Three years after President Bola Ahmed Tinubu declared a state of emergency on food security, the symbolism of treating agriculture as national defence is still battling the grind of inflation, banditry, and logistics collapse. The promise was clear: crash food prices, revive production, and feed 220 million Nigerians without burning scarce dollars. For now, the scorecard remains an interim report.
On paper, Abuja moved quickly. The Ministry was renamed Agriculture and Food Security to signal intent. Dry-season wheat rose from 70,000 hectares to 118,000 in 2023/2024. In March 2025, Nigeria sealed the $1.1 billion Green Imperative Project with Brazil for mechanised equipment, training, and service centres nationwide. Add the John Deere Tractorisation Programme and the Belarus deal — 2,000 tractors, 10 combine harvesters, 9,000 implements, mobile workshops — and the hardware looks impressive. The Renewed Hope Agricultural Mechanisation Programme began distribution in February 2026, eight months after its June 2025 launch, with 600 tractors released first under lease-to-own for Mechanisation Service Providers. Each unit is billed to serve 600 hectares annually, targeting over 1 million farmers. Fertiliser support scaled up too: CBN donated 2.15 million bags worth N100 billion in 2024, while government waived import duties for 150 days on rice, maize, wheat, and cowpeas to cool prices.

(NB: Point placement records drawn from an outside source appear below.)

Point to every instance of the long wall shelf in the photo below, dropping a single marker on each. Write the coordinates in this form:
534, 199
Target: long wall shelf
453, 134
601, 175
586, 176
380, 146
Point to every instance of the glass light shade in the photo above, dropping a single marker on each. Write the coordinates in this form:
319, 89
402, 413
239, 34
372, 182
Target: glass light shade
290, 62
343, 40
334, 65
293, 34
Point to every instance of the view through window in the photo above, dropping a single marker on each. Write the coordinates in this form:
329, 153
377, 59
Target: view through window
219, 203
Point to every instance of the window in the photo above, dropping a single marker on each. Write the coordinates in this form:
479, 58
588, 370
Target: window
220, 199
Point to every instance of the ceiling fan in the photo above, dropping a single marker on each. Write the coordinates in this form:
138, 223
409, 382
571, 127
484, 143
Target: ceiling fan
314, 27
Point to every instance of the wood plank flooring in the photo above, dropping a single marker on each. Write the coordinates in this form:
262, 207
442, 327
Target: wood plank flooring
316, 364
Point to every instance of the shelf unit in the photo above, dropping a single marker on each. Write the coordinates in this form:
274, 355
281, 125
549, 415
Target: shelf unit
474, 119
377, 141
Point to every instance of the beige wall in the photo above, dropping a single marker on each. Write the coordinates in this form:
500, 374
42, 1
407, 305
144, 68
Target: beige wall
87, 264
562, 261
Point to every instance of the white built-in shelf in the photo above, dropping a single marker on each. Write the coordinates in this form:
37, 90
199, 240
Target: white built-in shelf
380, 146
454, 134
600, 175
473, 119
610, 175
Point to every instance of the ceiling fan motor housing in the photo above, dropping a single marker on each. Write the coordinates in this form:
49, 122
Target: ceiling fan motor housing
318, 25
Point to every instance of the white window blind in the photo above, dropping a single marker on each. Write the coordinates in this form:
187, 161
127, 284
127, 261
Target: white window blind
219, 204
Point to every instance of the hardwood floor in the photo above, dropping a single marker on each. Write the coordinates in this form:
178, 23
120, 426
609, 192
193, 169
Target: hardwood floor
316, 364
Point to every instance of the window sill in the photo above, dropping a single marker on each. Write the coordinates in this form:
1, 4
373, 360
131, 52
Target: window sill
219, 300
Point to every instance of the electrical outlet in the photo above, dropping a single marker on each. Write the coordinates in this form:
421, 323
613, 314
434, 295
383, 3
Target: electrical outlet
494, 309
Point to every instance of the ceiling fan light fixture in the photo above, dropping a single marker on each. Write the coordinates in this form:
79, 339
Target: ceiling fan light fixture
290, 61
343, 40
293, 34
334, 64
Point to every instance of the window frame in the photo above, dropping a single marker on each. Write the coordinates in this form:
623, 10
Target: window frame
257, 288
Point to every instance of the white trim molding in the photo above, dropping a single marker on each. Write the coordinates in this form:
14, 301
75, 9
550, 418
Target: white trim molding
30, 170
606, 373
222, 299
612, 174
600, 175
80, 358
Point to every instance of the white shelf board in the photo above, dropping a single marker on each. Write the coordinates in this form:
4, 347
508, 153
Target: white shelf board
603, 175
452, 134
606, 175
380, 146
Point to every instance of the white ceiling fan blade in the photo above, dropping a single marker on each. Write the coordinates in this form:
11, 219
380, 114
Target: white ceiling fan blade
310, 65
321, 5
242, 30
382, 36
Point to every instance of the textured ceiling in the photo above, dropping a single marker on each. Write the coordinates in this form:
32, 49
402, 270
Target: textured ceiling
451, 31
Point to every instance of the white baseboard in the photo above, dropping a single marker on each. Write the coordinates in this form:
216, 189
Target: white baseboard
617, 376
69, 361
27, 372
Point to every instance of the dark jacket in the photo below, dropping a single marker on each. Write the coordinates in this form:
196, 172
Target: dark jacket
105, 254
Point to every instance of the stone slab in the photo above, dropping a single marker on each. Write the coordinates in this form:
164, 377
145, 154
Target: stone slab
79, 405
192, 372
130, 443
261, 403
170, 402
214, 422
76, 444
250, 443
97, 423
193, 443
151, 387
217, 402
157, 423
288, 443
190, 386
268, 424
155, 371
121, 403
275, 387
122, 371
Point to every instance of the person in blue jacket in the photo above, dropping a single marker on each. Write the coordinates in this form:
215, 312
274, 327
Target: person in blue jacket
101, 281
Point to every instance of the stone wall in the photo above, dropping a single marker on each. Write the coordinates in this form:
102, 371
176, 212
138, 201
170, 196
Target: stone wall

Yet at Station and Central markets, the reality bites. Food inflation leapt from 24.8% at inauguration to 40.9% by June 2024. It cooled to 16.06% by April 2026, but prices remain stubbornly high. A 50kg bag of rice that sold for N30,000 in May 2023 now goes for roughly N75,000. Production is slipping. Rice output fell 7% to 5.23 MMT in 2024/2025, the lowest since 2020. USDA projects 5.0 MMT for 2025/2026, with area down to 3.2 million hectares. Farmers from Kebbi to Benue cite input costs up four to five times, mills shutting down, plus floods and kidnappings. Imports filled the gap. USDA estimates 2.4 MMT of rice imports for 2024/2025, rising to 2.8 MMT in 2025/2026 — costing N1.18 to N1.26 trillion. A December 2025 policy review conceded the much-touted 1.1 MMT rice “surplus” was import-driven, not homegrown, and advised shutting import windows now that food inflation is below 14%.
Compare this to the Buhari years and the shift is clear. Tinubu’s approach is heavy on credit and mechanisation, lighter on direct market control. Agriculture’s budget rose from N228.4bn, or 1.05% in 2023, to N826.5bn, or 1.7% in 2025, with an extra N100bn National Agricultural Development Fund. Government injected a N250bn credit facility for smallholders and is pushing single-digit loans through the Presidential Food Systems Coordinating Unit. Buhari banked on Anchor Borrowers’ Programme and border closures to force local rice. Tinubu opened emergency imports, then pivoted to equipment and finance. Both, however, hit the same brick walls: insecurity and FX volatility. Subsidy removal and naira devaluation doubled transport and agrochemical costs overnight. Late input delivery meant many smallholders heard policy on Radio Nigeria but never saw it on their farms.
The targets remain ambitious. The Renewed Hope Agenda aims to cultivate 65% of arable land in four years, up from 35%, and grow enough to export. The 2021–2025 National Development Plan targets 21 million rural jobs and food self-sufficiency. For mechanisation, the plan is 32,500 tractors in five years, including 10,000 John Deere units. Belarus tractors alone should open 550,000 hectares and add 2 MMT of staples. Rollout started Q1 2026, but by February only 600 units were released, against over 100,000 applicants for phase one. GPS tracking and training are mandatory, yet farmers report many tractors “gathering dust” in Abuja before deployment.
President Tinubu diagnosed correctly: Nigeria’s food system is a security risk. But three years in, waivers and tractor launches have not outrun banditry in Niger, FX shocks in Lagos ports, and a broken extension system in Kano. The seeds are in the ground. Harvest depends on whether a farmer in Birnin Gwari can plant without a military escort, sell in Dawanau without losses, and access a tractor without knowing a party chairman. Until then, the emergency remains what it is — a declaration, not yet a delivery.